KPU memahami pertimbangan hukum MK 3.15.4 sebagai mengeluarkan lampiran III dan IV UU Pemilu dan dimasukkan ke dalam peraturan KPU. Itu yang kami pahami.
Maka dari itu, kata Idham, KPU melakukan uji publik sebagai tahapan yang harus dilakukan KPU sebagai tindak lanjut dari putusan MK tentang dapil. Saat ini, KPU sedang melakukan finalisasi legal drafting mengenai peraturan KPU sehingga uji publik dilakukan agar mendapatkan masukan ataupun saran terkait dapil. Tujuannya agar dapil yang ditetapkan memenuhi tujuh prinsip penataan dapil, yakni kesetaraan nilai suara, ketaatan pada sistem pemilu proporsional, proporsionalitas, integralitas wilayah, berada dalam cakupan wilayah yang sama, kohesivitas, dan kesinambungan.
Setelah uji publik, KPU akan kembali menggelar rapat konsinyering dan konsultasi dengan DPR. Harapannya, semua proses itu sudah selesai sebelum pengesahan Peraturan KPU Nomor 3 Tahun 2022 tentang dapil pada 9 Februari 2023.
Adapun terkait uji publik, meski ditujukan sebagai sarana memberikan masukan pada KPU, acara tersebut berjalan nyaris tanpa perdebatan ataupun diskusi. Tidak ada pula masukan yang disampaikan peserta uji publik pada KPU. Acara itu bahkan berlangsung hanya dalam waktu kurang dari satu jam.
Sebelumnya, peneliti Perludem yang sempat hadir dalam uji publik, Heroik M Pratama, mengatakan, dirinya sebenarnya hendak memberikan masukan. Namun, sebelum acara masuk ke sesi diskusi, dia harus pulang lebih cepat karena ada urusan mendadak.
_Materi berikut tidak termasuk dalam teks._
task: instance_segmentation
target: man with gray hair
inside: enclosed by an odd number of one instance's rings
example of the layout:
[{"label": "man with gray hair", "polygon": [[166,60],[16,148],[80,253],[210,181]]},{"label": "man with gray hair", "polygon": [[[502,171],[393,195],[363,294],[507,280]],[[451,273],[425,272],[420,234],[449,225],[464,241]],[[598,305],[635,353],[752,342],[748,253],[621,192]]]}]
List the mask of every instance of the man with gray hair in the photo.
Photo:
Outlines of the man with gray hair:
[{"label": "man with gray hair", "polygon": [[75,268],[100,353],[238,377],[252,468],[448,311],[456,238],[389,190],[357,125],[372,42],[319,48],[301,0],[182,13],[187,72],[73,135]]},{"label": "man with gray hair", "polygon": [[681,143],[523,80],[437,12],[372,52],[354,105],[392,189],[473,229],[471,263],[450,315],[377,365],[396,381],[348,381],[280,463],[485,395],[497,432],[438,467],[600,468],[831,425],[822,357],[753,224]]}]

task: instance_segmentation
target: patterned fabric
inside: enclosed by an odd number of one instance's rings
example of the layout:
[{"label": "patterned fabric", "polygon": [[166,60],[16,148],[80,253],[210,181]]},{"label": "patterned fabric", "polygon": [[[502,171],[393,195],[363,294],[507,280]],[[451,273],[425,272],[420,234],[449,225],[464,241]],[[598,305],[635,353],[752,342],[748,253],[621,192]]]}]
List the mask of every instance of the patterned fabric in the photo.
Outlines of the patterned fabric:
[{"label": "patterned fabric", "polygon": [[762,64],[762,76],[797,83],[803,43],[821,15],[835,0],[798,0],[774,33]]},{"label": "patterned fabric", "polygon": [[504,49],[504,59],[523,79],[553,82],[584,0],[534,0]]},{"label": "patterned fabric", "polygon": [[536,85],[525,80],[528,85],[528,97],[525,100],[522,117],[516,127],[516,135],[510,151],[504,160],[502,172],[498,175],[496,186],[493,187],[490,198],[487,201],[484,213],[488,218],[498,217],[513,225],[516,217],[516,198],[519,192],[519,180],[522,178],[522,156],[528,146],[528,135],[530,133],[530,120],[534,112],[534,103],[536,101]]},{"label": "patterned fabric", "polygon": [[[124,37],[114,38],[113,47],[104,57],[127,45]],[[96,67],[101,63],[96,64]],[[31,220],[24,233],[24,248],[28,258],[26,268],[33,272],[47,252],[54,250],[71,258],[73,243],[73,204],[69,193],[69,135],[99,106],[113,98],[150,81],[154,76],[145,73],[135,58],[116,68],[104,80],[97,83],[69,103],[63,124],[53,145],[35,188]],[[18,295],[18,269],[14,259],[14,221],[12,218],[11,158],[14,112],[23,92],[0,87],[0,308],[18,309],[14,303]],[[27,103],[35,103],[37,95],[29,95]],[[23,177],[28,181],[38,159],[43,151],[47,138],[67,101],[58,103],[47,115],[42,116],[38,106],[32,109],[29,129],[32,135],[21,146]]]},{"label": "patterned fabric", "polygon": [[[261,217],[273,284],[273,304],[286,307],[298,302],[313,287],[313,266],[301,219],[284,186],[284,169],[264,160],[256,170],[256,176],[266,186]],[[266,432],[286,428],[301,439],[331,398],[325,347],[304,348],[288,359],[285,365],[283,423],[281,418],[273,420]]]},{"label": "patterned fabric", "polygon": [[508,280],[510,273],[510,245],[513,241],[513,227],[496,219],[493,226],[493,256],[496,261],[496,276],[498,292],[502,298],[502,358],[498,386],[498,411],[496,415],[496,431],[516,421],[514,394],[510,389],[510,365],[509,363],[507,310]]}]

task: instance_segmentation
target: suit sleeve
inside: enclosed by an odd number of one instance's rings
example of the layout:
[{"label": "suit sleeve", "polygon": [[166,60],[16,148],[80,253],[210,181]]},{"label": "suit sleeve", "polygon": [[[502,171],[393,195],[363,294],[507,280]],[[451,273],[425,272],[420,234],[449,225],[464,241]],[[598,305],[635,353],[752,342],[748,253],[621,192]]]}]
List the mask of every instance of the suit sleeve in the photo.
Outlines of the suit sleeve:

Meski begitu, Heroik mengatakan ada beberapa hal yang disorotinya terkait penyampaian oleh KPU.
Heroik menilai, KPU memaknai putusan MK secara parsial dengan sekadar mengeluarkan lampiran III dan IV dari UU Pemilu, lalu memasukkannya ke peraturan KPU. Dengan demikian, tidak ada evaluasi baik berupa pergeseran alokasi kursi maupun penataan ulang dapil seperti yang dimohonkan Perludem kepada MK.
”Padahal, dalam pertimbangan hukum 3.16, MK memerintahkan KPU melakukan evaluasi terhadap alokasi kursi dan dapil yang diatur UU Pemilu. KPU berwenang untuk melakukan evaluasi ulang untuk melihat apakah alokasi kursi sudah memenuhi tujuh prinsip?” kata Heroik.
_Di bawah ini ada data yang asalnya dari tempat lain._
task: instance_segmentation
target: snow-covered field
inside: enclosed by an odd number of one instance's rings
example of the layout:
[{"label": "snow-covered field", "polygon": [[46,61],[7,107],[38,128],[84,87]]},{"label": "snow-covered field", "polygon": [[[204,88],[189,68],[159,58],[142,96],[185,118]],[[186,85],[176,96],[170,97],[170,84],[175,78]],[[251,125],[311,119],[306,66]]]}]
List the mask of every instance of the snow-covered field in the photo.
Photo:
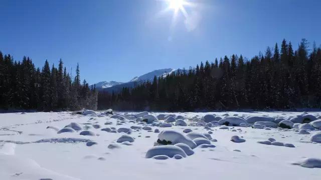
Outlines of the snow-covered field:
[{"label": "snow-covered field", "polygon": [[0,114],[0,180],[321,178],[320,112],[84,114]]}]

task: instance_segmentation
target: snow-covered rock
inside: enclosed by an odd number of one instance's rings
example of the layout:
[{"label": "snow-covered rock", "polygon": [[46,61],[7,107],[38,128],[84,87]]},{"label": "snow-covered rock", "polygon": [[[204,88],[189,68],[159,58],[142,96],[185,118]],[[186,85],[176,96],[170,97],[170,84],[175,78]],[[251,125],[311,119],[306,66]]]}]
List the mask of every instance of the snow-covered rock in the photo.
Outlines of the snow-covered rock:
[{"label": "snow-covered rock", "polygon": [[274,118],[263,116],[251,116],[247,118],[246,120],[249,123],[253,123],[257,122],[273,122],[274,121]]},{"label": "snow-covered rock", "polygon": [[316,120],[317,118],[311,114],[298,115],[290,120],[293,123],[309,123],[312,121]]},{"label": "snow-covered rock", "polygon": [[82,114],[84,116],[90,115],[92,116],[97,116],[97,113],[96,113],[95,112],[92,110],[84,110],[84,111],[82,112]]},{"label": "snow-covered rock", "polygon": [[245,140],[239,137],[238,136],[233,136],[231,138],[231,141],[234,142],[244,142]]},{"label": "snow-covered rock", "polygon": [[151,158],[155,156],[165,155],[173,158],[176,154],[186,158],[187,155],[182,148],[173,145],[155,146],[149,149],[146,152],[146,158]]},{"label": "snow-covered rock", "polygon": [[118,138],[118,140],[117,140],[117,142],[134,142],[134,138],[132,138],[131,136],[127,135],[127,134],[124,134],[120,136],[120,138]]},{"label": "snow-covered rock", "polygon": [[187,124],[183,120],[178,119],[175,122],[175,126],[187,126]]},{"label": "snow-covered rock", "polygon": [[277,124],[272,122],[257,122],[254,124],[260,124],[266,127],[277,128]]},{"label": "snow-covered rock", "polygon": [[174,122],[176,120],[175,118],[173,116],[169,116],[166,120],[165,120],[165,122],[167,123]]},{"label": "snow-covered rock", "polygon": [[321,132],[313,134],[310,138],[310,140],[313,142],[321,143]]},{"label": "snow-covered rock", "polygon": [[178,146],[181,148],[185,152],[187,156],[191,156],[194,154],[194,152],[191,148],[186,145],[185,144],[183,143],[178,143],[175,144],[175,146]]},{"label": "snow-covered rock", "polygon": [[240,126],[241,123],[247,124],[246,120],[242,118],[235,116],[227,117],[219,120],[220,124],[225,124],[229,126]]},{"label": "snow-covered rock", "polygon": [[157,118],[153,115],[146,115],[141,118],[142,121],[147,124],[152,124],[155,121],[158,121]]},{"label": "snow-covered rock", "polygon": [[211,142],[208,139],[206,138],[196,138],[193,140],[194,142],[195,142],[195,144],[196,144],[196,145],[197,146],[199,146],[203,144],[211,144]]},{"label": "snow-covered rock", "polygon": [[196,144],[191,138],[174,130],[163,130],[158,134],[158,138],[160,141],[165,140],[167,142],[170,142],[170,144],[183,143],[192,149],[196,147]]},{"label": "snow-covered rock", "polygon": [[75,132],[73,128],[65,128],[60,130],[59,131],[57,132],[57,134],[61,134],[63,132]]},{"label": "snow-covered rock", "polygon": [[299,129],[314,130],[314,128],[313,128],[312,126],[310,125],[309,124],[304,123],[299,126]]},{"label": "snow-covered rock", "polygon": [[321,128],[321,119],[313,120],[309,123],[312,126],[316,128]]},{"label": "snow-covered rock", "polygon": [[279,122],[279,127],[285,128],[292,128],[293,123],[288,120],[283,120]]},{"label": "snow-covered rock", "polygon": [[301,166],[308,168],[321,168],[321,159],[317,158],[305,158],[293,164]]}]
KPU memaknai putusan MK secara parsial dengan sekadar mengeluarkan lampiran III dan IV dari UU Pemilu, lalu memasukkannya ke peraturan KPU. Dengan demikian, tidak ada evaluasi baik berupa pergeseran alokasi kursi maupun penataan ulang dapil seperti yang dimohonkan Perludem pada MK.
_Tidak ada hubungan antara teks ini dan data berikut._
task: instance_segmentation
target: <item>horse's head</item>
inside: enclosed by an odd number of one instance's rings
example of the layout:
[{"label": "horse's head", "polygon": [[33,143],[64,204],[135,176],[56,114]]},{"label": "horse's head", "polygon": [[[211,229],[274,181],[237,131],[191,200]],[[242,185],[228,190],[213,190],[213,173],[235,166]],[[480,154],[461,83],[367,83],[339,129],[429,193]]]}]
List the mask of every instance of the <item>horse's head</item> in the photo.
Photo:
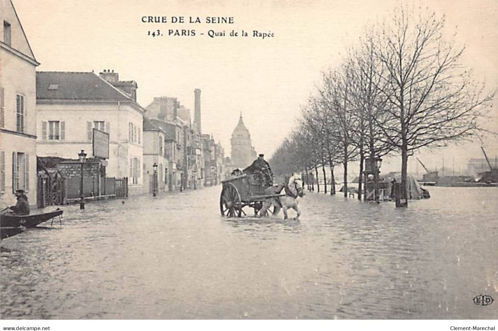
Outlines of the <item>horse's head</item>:
[{"label": "horse's head", "polygon": [[302,197],[304,195],[304,192],[303,191],[303,181],[300,177],[295,175],[291,176],[289,179],[288,186],[295,190],[296,194],[299,197]]}]

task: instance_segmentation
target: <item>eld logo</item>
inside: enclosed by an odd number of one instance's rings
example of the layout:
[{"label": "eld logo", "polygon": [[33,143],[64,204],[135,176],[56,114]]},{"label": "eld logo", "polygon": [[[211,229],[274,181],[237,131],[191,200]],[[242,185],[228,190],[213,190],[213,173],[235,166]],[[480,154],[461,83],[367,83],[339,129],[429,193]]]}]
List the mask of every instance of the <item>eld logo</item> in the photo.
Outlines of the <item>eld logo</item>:
[{"label": "eld logo", "polygon": [[491,296],[485,295],[484,294],[476,295],[474,297],[473,301],[474,301],[474,303],[476,305],[481,305],[482,306],[489,306],[493,303],[493,301],[494,301]]}]

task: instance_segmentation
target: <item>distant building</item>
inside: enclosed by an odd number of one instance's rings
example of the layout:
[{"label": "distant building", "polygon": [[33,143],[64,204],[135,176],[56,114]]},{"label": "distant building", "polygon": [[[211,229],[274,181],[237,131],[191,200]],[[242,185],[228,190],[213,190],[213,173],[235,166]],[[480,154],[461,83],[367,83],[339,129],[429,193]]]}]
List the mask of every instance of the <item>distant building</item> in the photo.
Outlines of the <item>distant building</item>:
[{"label": "distant building", "polygon": [[166,179],[168,191],[179,190],[182,185],[183,163],[183,128],[178,123],[150,118],[150,121],[166,133],[165,151],[168,161]]},{"label": "distant building", "polygon": [[168,190],[168,173],[169,162],[168,156],[168,142],[172,140],[166,130],[155,125],[150,119],[143,117],[143,173],[148,175],[149,191],[153,189],[154,170],[153,165],[157,165],[156,187],[158,191]]},{"label": "distant building", "polygon": [[142,121],[136,83],[117,73],[36,73],[37,153],[74,159],[84,149],[92,157],[92,131],[110,134],[109,177],[128,177],[130,194],[142,193]]},{"label": "distant building", "polygon": [[12,1],[0,1],[0,205],[36,203],[35,59]]},{"label": "distant building", "polygon": [[[494,164],[494,159],[490,160],[490,161],[492,166],[496,166]],[[488,161],[484,157],[480,159],[470,159],[467,162],[467,172],[469,175],[475,176],[481,173],[490,170],[490,166],[488,164]]]},{"label": "distant building", "polygon": [[256,158],[256,151],[252,147],[250,140],[250,133],[246,127],[242,114],[239,119],[239,123],[232,134],[230,139],[232,144],[232,168],[244,169],[249,165]]},{"label": "distant building", "polygon": [[180,105],[176,98],[157,97],[145,107],[147,116],[168,121],[181,121],[188,125],[191,121],[190,110]]}]

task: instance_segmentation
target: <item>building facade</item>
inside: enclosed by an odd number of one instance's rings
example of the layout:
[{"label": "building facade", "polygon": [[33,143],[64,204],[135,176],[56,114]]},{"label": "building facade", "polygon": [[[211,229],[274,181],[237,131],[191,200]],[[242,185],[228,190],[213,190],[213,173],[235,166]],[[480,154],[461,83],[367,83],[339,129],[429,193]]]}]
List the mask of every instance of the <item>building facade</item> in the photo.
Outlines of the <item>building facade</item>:
[{"label": "building facade", "polygon": [[256,158],[256,151],[252,147],[250,133],[246,127],[242,113],[239,123],[232,134],[230,143],[232,145],[232,170],[235,168],[244,169],[250,165]]},{"label": "building facade", "polygon": [[35,59],[11,1],[0,1],[0,205],[15,204],[13,193],[36,199]]},{"label": "building facade", "polygon": [[165,152],[168,166],[166,170],[168,191],[180,190],[182,184],[183,128],[178,123],[150,118],[149,120],[165,132]]},{"label": "building facade", "polygon": [[150,183],[149,190],[153,189],[154,170],[153,165],[157,165],[155,176],[156,188],[158,191],[168,190],[169,162],[167,152],[167,141],[170,140],[166,131],[154,125],[145,116],[143,117],[143,176],[148,176]]},{"label": "building facade", "polygon": [[136,88],[108,70],[100,77],[37,73],[38,155],[75,158],[83,149],[93,157],[93,129],[104,131],[110,137],[109,158],[103,161],[107,175],[128,177],[130,194],[142,193],[145,110],[136,102]]}]

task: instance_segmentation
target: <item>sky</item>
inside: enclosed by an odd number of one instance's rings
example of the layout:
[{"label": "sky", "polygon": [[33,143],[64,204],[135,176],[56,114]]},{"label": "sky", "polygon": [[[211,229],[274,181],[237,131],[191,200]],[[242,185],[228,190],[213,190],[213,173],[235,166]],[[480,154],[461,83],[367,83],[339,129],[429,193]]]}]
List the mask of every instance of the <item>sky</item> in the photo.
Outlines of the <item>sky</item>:
[{"label": "sky", "polygon": [[[203,133],[212,133],[230,152],[230,139],[242,113],[257,152],[269,158],[296,125],[301,107],[319,84],[321,72],[340,64],[347,47],[369,24],[387,17],[396,5],[428,7],[445,15],[449,33],[466,47],[464,64],[489,89],[498,87],[498,6],[481,1],[395,0],[350,1],[171,1],[13,0],[39,71],[114,70],[138,84],[138,102],[154,97],[178,98],[192,112],[194,90],[201,89]],[[166,16],[148,23],[144,16]],[[172,16],[184,16],[173,23]],[[188,23],[190,16],[201,23]],[[233,24],[208,23],[208,17],[232,17]],[[195,36],[168,36],[168,30],[195,29]],[[148,36],[159,29],[162,36]],[[209,37],[208,31],[225,36]],[[248,37],[231,37],[232,30]],[[253,30],[274,34],[262,39]],[[201,33],[204,33],[201,35]],[[487,120],[498,131],[497,108]],[[498,155],[498,139],[421,151],[429,168],[453,160]],[[385,170],[399,169],[399,157],[384,160]],[[450,161],[450,160],[451,160]],[[415,167],[413,162],[409,166]],[[409,168],[409,171],[410,169]],[[413,169],[412,169],[413,170]]]}]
Dalam naskah uji publik yang dibagikan kepada peserta, Heroik melihat masih ada beberapa dapil yang bermasalah. Dapil 3 Jawa Barat, misalnya, masih terdapat penggabungan antara Kota Bogor dan Kabupaten Cianjur. Padahal, kata Heroik, Kota Bogor dan Kabupaten Cianjur tidak memenuhi prinsip integralitas wilayah. Itu karena Kota Bogor berada di antara Kabupaten Bogor sehingga tidak berbatasan langsung atau beririsan dengan Kabupaten Cianjur.
Selain itu, Heroik juga menyoroti sikap KPU yang menyatakan bahwa tidak akan ada perubahan atas kesimpulan rapat RDP. Menurut Heroik, MK memang mengatakan bahwa dalam menyusun peraturan tentang dapil KPU harus tetap berkonsultasi dengan DPR dan pemerintah. Namun, MK juga mengingatkan KPU tentang adanya Putusan MK Nomor 92/PUU-XIV/2016 yang menyebutkan bahwa kesimpulan dari konsultasi itu bersifat tidak mengikat.
Atas dasar itu, Heroik pun meminta KPU lebih berani menjalankan putusan MK meski tidak sesuai dengan hasil konsultasi dengan DPR. Apabila tetap menjalankan sesuai kesimpulan RDP dengan hanya memindahkan aturan dalam UU Pemilu ke Peraturan KPU, maka KPU dinilai tidak menjalankan putusan MK. Jika KPU tidak menjalankan putusan MK, Heroik khawatir hal itu akan menjadi masalah yang dipersoalkan peserta pemilu nantinya.